The cameras have also forced the poachers to adapt. Before, they would come from Cambodia in groups of up to 40, armed with chainsaws and AK-47s. They would set up logging camps inside the parks and stay for two to three weeks. When they finished logging, they would haul the timber out of the national parks, where smugglers in pickup trucks equipped with concealed chambers were waiting to carry the timber to Cambodia. That sort of large-scale operation has become less practical, thanks to the new cameras. Now, the poachers use less efficient "hit and run" missions, heading into the forest in smaller groups for shorter stays. They cut down trees, mark their location by GPS and dispatch porters to return at night, taking multiple trips to deliver the timber to the trucks.

The gangs are also fighting back less frequently, fearing more deadly clashes with the hasadin. If confronted, they now prefer to flee into the forests rather than stand and fight, says Redford.

To alert the rangers about the activities of poachers before they enter the park, Freeland wants help.
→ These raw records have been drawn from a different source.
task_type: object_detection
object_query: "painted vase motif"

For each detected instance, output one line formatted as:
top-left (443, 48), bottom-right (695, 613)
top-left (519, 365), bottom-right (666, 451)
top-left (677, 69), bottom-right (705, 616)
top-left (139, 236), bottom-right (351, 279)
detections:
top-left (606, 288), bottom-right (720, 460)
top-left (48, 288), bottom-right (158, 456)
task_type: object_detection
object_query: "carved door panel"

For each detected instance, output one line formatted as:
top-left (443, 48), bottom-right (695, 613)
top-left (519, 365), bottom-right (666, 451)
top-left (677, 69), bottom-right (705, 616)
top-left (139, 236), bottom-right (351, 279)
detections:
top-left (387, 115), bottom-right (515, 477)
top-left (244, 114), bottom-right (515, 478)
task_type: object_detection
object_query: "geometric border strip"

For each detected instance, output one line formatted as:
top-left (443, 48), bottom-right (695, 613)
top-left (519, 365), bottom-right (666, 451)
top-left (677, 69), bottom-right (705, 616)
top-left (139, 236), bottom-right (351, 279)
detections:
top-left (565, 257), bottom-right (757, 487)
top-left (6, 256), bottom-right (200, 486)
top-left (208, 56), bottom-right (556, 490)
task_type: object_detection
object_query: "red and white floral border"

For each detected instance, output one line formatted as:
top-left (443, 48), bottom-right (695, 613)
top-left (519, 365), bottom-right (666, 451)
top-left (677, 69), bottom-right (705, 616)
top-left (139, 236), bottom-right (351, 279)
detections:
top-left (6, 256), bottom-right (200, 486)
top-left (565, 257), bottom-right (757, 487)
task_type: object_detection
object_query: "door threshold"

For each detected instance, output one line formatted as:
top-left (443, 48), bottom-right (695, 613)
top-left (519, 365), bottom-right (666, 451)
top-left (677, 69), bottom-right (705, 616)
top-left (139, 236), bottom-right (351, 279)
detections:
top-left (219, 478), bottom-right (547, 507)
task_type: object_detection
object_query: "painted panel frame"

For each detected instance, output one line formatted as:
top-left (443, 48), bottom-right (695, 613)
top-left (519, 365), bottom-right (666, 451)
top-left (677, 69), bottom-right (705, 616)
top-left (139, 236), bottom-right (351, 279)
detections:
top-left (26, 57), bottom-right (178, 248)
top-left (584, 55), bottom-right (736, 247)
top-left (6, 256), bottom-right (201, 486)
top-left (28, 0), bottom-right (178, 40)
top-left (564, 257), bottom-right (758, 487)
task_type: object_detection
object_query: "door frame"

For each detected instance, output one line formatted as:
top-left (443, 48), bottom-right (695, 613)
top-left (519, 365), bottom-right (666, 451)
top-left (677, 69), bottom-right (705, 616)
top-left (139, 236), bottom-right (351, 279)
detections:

It sends teams of Thai and Khmer park officials, along with local NGOs, to schools and communities near smuggling routes on the Thai-Cambodian border. There, they explain the importance of conserving the forest.

But the poachers have countered this tactic too. Before heading into the park, they now go to nearby villages and threaten to kill the locals if they report the poachers' presence.

Aside from their new cameras, however, the rangers now have allies across the globe. In January, the Convention on International Trade in Endangered Species, an international treaty, closed a loophole that had allowed partially or fully finished rosewood furniture to be imported legally.

The treaty has given the defenders of Thailand's national parks some hope that they can save the tree from extinction. But for Chanpradub and his team, the war continues—one poacher at a time.